Joyce Williams
- Country (sports): Great Britain
- Born: 22 July 1944 (age 81) Dundee, Scotland
- Turned pro: 1959 (amateur tour)
- Retired: 1979

Singles
- Career record: 335–190
- Career titles: 23

Grand Slam singles results
- French Open: 3R (1963)
- Wimbledon: 4R (1965, 1968)
- US Open: QF (1971)

Doubles
- Career record: 25–12

Grand Slam doubles results
- Wimbledon: SF (1972)
- US Open: SF (1968)

Grand Slam mixed doubles results
- Wimbledon: QF (1976)
- US Open: 3R (1969, 1971)

Team competitions
- Wightman Cup: F (1967, 1970, 1971, 1972)

= Joyce Williams (tennis) =

Scottish tennis player

Joyce Williams (née Barclay; born 22 July 1944) also known as Joyce Barclay is a retired tennis player from Scotland who was active in the 1960s and 1970s.

==Career==
Her best singles performance at a Grand Slam tournament was reaching the quarterfinals at the 1971 US Open. She beat compatriot Winnie Shaw in the second round and eighth-seeded Julie Heldman in the third to reach the quarterfinal, which she lost in straight sets to second-seeded Rosie Casals. At Wimbledon she reached the fourth round in singles in 1965 and 1968 in which she was beaten in two sets by fourth-seeded Nancy Richey and eighth-seeded Lesley Bowrey respectively. At the French Championships, she reached the third round in 1963.

In the Grand Slam doubles competition, Williams made it to the semifinals on three occasions: at the U.S. Championships in 1967 with Winnie Shaw and in 1968 with Virginia Wade and at Wimbledon she reached the semifinals in 1972, partnering Shaw, in which they were defeated in three sets by eventual champions Billie-Jean King and Betty Stöve.

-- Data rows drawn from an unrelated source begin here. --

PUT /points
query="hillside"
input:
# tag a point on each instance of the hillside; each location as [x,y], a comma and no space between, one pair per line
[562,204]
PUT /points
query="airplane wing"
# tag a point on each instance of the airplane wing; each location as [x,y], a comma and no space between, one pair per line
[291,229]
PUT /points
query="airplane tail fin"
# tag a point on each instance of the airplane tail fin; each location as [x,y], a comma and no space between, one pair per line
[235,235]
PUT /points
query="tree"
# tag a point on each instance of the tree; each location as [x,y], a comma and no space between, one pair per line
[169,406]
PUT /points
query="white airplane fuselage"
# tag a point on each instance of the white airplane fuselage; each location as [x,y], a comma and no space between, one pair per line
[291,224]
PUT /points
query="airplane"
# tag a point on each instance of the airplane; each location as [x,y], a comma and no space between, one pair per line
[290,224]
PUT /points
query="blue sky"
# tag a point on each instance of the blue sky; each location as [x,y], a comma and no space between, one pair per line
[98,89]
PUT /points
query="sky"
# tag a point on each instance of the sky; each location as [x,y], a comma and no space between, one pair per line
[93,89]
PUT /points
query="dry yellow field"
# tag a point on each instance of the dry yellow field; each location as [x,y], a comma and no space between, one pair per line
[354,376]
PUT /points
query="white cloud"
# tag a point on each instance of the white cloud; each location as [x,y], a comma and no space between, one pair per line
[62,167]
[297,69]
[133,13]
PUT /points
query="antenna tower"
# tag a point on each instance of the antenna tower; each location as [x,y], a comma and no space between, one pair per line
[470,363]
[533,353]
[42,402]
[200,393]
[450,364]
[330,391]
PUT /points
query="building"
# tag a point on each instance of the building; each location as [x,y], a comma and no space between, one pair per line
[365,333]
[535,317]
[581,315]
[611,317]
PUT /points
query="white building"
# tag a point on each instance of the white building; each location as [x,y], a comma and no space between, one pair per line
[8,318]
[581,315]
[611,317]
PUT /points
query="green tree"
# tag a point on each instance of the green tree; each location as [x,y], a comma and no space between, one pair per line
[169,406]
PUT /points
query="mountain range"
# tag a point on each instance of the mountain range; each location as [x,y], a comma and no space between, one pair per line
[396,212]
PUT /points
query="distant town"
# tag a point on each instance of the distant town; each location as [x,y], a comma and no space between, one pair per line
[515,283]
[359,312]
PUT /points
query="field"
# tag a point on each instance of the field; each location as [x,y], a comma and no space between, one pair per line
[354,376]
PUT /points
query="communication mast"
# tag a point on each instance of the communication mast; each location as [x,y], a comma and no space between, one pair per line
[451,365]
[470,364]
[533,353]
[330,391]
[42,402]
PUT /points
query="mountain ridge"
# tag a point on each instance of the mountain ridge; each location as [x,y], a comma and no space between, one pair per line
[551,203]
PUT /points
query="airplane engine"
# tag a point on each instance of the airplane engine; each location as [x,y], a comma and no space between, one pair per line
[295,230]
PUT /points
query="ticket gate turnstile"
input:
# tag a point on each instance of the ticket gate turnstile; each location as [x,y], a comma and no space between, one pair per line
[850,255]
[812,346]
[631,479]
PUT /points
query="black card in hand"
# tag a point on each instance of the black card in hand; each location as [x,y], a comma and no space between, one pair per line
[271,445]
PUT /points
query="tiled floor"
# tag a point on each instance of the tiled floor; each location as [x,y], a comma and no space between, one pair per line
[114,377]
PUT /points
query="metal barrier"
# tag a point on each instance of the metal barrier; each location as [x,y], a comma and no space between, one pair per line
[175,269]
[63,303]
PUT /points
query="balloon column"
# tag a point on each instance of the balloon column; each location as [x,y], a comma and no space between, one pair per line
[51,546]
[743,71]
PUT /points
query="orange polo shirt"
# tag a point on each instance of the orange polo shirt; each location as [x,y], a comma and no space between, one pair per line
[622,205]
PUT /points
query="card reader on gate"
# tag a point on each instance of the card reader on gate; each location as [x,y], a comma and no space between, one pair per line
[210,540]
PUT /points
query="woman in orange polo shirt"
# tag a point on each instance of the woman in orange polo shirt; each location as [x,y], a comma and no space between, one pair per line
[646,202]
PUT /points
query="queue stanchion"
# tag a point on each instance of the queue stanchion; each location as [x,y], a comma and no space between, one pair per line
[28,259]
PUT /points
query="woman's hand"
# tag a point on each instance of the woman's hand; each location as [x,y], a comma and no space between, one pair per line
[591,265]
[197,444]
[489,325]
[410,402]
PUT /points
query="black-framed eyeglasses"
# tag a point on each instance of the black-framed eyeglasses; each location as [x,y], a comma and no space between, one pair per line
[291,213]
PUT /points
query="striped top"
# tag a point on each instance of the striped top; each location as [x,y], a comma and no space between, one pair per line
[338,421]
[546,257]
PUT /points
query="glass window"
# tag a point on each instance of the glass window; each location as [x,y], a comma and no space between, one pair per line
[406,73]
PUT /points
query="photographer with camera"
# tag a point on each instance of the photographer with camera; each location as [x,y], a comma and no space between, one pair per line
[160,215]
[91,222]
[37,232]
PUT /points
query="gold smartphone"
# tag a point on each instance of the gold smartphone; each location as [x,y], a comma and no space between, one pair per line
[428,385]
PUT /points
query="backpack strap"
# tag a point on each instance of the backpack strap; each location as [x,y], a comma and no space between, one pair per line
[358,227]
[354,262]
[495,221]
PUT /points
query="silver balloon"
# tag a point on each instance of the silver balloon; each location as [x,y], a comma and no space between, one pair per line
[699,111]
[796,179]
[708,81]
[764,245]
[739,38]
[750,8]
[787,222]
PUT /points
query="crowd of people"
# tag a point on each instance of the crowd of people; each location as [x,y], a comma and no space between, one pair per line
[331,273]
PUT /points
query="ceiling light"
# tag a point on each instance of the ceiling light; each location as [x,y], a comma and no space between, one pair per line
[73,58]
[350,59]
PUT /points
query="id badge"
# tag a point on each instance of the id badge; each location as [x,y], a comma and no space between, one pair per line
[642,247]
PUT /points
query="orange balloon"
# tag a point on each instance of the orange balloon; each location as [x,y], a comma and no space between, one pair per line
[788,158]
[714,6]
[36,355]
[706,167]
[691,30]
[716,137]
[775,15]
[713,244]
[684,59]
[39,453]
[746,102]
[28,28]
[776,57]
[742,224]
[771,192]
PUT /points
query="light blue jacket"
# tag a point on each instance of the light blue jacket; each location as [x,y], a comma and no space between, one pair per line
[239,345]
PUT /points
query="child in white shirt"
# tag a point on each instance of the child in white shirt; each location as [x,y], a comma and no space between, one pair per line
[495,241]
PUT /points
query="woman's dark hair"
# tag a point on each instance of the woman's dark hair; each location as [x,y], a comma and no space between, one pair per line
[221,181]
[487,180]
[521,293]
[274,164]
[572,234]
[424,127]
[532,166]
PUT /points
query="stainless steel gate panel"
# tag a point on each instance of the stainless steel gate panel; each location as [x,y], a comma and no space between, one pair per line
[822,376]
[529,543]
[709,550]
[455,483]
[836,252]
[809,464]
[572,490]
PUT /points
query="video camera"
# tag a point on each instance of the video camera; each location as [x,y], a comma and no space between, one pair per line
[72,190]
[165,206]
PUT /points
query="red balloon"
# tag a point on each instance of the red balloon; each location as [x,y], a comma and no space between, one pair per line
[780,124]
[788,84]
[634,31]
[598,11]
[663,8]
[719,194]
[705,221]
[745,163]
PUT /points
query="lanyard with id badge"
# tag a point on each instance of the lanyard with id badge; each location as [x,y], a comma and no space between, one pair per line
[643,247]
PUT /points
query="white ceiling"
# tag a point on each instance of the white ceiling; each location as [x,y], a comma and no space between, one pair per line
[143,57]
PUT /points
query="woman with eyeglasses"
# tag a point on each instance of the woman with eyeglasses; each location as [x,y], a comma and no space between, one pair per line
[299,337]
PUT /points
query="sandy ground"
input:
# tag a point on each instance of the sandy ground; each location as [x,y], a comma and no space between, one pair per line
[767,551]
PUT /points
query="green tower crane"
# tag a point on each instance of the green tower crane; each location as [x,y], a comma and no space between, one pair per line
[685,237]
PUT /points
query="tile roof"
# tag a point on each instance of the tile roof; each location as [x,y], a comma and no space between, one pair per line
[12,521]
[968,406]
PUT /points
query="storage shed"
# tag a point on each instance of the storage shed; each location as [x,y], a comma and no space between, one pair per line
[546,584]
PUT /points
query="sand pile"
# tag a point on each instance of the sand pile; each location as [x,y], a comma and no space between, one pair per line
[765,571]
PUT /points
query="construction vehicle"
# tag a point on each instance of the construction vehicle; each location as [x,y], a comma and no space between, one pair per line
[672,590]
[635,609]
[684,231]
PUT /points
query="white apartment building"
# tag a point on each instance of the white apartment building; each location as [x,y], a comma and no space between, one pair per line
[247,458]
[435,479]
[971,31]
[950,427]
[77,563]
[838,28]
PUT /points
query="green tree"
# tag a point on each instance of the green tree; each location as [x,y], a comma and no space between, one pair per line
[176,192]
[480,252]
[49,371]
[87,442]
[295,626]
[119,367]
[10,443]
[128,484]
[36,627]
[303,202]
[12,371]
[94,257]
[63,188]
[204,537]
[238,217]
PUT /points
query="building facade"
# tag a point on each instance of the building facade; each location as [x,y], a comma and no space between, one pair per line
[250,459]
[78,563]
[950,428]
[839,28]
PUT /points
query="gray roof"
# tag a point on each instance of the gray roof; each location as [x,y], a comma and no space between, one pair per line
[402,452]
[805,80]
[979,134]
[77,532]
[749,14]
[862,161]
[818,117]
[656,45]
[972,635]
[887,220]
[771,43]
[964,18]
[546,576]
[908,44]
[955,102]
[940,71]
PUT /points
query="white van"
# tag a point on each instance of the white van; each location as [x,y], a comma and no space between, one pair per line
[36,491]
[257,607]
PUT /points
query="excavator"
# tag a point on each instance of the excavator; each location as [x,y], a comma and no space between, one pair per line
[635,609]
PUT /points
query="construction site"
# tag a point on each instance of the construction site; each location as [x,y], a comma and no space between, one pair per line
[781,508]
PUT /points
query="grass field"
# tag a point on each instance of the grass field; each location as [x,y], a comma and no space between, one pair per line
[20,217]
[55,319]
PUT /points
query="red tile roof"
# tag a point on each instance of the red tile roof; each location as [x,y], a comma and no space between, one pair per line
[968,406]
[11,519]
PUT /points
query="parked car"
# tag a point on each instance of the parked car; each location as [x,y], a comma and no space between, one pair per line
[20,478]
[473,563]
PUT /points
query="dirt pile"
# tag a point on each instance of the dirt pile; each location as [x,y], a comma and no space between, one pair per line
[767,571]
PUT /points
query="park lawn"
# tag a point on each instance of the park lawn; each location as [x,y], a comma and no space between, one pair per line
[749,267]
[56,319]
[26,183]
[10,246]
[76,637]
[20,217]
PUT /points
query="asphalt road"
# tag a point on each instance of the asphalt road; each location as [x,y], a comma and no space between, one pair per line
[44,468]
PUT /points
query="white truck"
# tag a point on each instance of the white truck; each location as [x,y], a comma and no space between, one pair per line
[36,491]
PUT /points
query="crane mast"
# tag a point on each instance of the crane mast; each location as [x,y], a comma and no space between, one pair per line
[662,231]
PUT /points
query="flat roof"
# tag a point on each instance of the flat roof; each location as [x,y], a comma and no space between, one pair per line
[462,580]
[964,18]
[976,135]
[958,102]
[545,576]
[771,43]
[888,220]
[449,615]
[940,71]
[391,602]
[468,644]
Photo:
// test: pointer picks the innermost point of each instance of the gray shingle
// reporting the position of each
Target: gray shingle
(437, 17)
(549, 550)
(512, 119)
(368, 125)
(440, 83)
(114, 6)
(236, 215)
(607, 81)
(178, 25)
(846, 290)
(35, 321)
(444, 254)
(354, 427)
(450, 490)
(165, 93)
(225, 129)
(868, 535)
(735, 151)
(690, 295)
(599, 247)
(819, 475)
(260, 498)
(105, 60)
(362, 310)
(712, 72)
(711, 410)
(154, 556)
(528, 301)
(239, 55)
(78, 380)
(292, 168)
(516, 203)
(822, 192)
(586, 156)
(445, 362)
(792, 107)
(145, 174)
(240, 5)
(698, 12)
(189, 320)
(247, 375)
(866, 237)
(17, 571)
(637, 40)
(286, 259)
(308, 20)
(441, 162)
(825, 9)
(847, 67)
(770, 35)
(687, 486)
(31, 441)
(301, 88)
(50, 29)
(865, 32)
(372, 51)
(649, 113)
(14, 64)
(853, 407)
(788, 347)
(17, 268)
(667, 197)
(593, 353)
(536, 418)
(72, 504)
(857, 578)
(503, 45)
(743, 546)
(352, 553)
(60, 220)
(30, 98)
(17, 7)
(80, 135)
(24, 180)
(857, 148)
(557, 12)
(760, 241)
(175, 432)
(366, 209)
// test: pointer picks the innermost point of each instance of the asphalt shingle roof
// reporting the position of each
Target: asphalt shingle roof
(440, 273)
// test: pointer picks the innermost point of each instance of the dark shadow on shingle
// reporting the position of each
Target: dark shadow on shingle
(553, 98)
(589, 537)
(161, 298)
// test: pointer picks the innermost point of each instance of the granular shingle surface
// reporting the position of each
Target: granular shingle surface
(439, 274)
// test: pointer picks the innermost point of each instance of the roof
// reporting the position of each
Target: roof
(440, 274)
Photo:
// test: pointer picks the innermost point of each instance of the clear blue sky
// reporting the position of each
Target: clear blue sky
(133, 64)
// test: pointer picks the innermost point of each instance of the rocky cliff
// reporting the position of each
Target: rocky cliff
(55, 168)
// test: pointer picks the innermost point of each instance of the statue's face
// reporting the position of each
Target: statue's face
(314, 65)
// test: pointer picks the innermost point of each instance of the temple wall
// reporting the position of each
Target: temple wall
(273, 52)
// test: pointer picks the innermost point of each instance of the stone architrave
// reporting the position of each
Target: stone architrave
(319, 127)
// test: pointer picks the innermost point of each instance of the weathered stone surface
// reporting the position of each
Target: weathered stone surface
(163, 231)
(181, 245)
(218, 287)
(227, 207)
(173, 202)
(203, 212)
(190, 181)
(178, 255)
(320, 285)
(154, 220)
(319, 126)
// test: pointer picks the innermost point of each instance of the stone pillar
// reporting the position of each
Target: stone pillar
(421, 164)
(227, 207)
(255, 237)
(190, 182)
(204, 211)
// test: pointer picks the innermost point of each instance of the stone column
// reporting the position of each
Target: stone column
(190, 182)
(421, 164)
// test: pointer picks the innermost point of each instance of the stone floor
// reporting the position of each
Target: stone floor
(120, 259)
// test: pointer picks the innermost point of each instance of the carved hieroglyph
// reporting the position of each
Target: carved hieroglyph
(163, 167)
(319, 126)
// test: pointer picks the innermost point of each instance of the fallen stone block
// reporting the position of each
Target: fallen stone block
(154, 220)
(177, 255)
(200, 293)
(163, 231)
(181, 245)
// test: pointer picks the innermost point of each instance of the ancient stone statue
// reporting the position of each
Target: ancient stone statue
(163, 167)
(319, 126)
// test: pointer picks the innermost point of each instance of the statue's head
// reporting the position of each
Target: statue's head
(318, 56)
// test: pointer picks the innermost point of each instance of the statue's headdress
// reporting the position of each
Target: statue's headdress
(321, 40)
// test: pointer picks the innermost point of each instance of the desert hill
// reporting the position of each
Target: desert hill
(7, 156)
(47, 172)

She played her first tournament in June 1959 at the Scottish Midlands Championships in Dundee, she then won her first title in July that year at the Carnoustie Open in Carnoustie. Williams won nine singles titles at the Scottish Championships and shared the title with Corinne Molesworth in 1972. In addition, she won the German Indoor Championships in 1968, defeating Helga Niessen in the final, and the Scandinavian Indoor Championships title in 1970. She won her final singles title at the Highland Championships at Pitlochry in 1975. In 1979 she played her final tournament at the Scottish National Championships in Edinburgh.

Williams competed in the Wightman Cup, a women's team tennis competition between the United States and Great Britain, in 1967, 1970, 1971 and 1972. She was also a member of the British Federation Cup team, playing a total of nine ties in 1969, 1970, 1972 and 1973 and compiling a 6–5 win–loss record.

During her career, Williams had wins over Margaret Court, Evonne Goolagong, Wade, Ann Haydon-Jones, and Judy Dalton.

After her retirement as a player in 1976, she became a tennis coach and BBC radio commentator.

==Personal life==
She married BBC tennis correspondent Gerald Williams in 1964 but later divorced. In all, she married five times.